Vantant sa gestion "louée par la France entière", la maire LR d'Aix-en-Provence Maryse Joissains-Masini, jugée en appel pour détournement et prise illégale d'intérêts, s'est défendue avec vigueur mercredi, sans convaincre l'avocat général qui a requis sa condamnation à un an de prison avec sursis et 10 ans d'inéligibilité.
"Cette affaire est une illustration du comportement de nombreux élus qui sont de plus en plus dénoncés, à l'image de MM. Fillon ou Cahuzac", a lancé dans son réquisitoire Georges Gutierrez, réclamant la confirmation de la peine prononcée en première instance à l'encontre de Mme Joissains-Masini, 76 ans.
Outrée, l'élue, maire d'Aix et présidente de la Communauté d'agglomération du pays d'Aix (CPA) depuis 2001, l'a immédiatement interrompu: "Je ne peux pas laisser associer mon nom à ceux de voyous de la République. (...) Me comparer à Cahuzac, mais enfin vous avez perdu la tête ?"
"Vous avez parlé de vertu, mais vous n'êtes pas vertueux", a-t-elle encore asséné, en direction de l'avocat général, après les plaidoiries de ses avocats: "Vous n'avez pas le droit de rire, de vous gondoler durant vos réquisitions !"
Au coeur du dossier, la promotion jugée indue de son chauffeur, Omar Achouri, et l'embauche à la CPA d'une collaboratrice, Sylvie Roche, en charge de la protection animale alors que ce domaine ne relevait pas des compétences de cette collectivité.
Pour l'avocat général, Omar Achouri est au cœur du "clientélisme, cette politique de petits services" de Mme Joissains-Masini. Sa promotion est "irrégulière", a-t-il asséné. La promotion du chauffeur, distingué par Mme Joissains-Masini alors qu'il figurait à la 43e place sur une liste dressée par l'ordre de mérite, avait été définitivement annulée par le Conseil d'Etat, qui a estimé que l'élue avait "commis une erreur manifeste d'appréciation de la valeur et de l'expérience professionnelle" de l'intéressé.
Quant à l'emploi de Mme Roche, il est "injustifié", a poursuivi l'avocat général: "Il fait double emploi avec les compétences municipales.

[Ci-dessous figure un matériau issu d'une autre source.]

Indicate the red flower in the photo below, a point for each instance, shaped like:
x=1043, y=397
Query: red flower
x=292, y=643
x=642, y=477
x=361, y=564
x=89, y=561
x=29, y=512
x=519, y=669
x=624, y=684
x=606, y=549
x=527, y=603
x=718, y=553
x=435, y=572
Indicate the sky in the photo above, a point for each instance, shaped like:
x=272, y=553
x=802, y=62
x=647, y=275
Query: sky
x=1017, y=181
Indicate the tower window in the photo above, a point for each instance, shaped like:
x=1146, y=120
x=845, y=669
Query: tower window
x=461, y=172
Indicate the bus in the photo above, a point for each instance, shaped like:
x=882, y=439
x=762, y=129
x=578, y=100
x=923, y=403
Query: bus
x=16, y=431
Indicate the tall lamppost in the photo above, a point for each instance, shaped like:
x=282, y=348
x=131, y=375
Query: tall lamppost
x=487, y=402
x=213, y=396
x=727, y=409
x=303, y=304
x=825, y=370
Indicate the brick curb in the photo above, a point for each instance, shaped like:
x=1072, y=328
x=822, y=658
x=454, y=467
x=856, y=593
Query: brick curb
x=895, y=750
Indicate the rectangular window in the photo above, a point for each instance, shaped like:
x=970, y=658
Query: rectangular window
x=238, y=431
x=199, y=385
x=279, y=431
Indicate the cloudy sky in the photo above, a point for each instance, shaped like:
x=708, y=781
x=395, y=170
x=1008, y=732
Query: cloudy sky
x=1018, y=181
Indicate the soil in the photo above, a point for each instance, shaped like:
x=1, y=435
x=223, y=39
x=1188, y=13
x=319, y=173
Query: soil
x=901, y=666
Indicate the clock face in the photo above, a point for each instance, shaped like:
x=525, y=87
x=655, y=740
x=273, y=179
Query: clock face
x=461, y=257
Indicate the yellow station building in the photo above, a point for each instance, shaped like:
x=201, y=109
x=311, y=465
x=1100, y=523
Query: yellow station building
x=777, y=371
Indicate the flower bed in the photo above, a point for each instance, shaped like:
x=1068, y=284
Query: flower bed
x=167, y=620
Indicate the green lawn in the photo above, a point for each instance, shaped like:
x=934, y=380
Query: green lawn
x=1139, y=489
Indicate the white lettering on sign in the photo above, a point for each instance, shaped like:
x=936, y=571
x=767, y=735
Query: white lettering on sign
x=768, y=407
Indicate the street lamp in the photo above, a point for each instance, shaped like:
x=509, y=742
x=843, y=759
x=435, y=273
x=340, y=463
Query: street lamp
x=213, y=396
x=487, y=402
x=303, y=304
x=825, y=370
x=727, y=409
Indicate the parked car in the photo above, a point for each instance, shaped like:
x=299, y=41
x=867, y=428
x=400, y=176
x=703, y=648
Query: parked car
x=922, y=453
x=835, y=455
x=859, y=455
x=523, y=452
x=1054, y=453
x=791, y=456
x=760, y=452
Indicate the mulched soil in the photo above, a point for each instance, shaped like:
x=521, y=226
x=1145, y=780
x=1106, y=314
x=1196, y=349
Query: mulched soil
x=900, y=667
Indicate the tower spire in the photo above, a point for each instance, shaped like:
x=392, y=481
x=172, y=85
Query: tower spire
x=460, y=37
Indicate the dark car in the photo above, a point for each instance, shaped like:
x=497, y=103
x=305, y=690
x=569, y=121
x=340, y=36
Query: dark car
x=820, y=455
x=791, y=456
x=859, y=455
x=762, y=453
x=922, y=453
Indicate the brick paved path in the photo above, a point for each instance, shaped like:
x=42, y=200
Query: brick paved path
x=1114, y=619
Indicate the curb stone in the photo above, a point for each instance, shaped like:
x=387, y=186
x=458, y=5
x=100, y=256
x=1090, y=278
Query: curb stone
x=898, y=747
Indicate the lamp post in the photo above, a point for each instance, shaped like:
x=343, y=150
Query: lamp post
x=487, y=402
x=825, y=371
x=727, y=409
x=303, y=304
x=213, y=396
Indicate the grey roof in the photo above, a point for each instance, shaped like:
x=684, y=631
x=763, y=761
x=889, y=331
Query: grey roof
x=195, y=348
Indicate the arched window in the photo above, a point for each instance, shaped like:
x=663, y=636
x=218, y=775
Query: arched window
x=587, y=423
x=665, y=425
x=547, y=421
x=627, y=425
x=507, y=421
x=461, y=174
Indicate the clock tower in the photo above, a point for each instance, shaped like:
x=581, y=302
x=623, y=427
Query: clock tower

Cet emploi est donc en partie fictif et n'a pas de consistance".
- "Un dossier de rumeurs" -
Tout au long de l'audience, Mme Joissains-Masini, au cours d'échanges parfois vifs avec le président de la cour, avait pourtant vanté sa gestion: "Je suis la vingtième ville de France, j'ai très très bien géré ma ville", a assuré celle qui a aussi été députée de 2002 à 2012. "Et je suis persuadée d'être dans le cadre de la loi pour les deux cas qui me sont reprochés."
Comme en première instance, Mme Joissains-Masini a défendu bec et ongles son "pouvoir souverain" de nommer des "collaborateurs de cabinet", l'avocat général y voyant lui une "conception autocratique" du pouvoir.
"On est dans un dossier de rumeurs, de règlement de comptes locaux. C'est un opposant politique qui est à l'origine du dossier, il faut le rappeler", a plaidé Mario Pierre Stasi, un des avocats de l'élue: "Je vous demande de regarder froidement ce dossier. Je vous demande de ne pas entendre les élucubrations de l'avocat général sur un clientélisme. Je vous demande de regarder chacun des deux délits, deux petits points, et non le tombereau de dénonciations anonymes".
Alerté en 2012 par une lettre anonyme, le parquet d'Aix-en-Provence avait ouvert une enquête et, "pour la bonne administration de la justice", le procès avait été dépaysé à Montpellier.
Mme Joissains-Masini a succédé à la mairie à celui qui était alors son mari, Alain Joissains, maire de la ville de 1978 à 1983 et condamné en 1986 en appel pour recel d'abus de biens sociaux. Leur fille Sophie Joissains, sénatrice UDI, présente au procès mercredi, pourrait "être sur la liste" pour les municipales en 2020, avait déclaré sa mère en 2018.
L'arrêt a été mis en délibéré au 28 mai.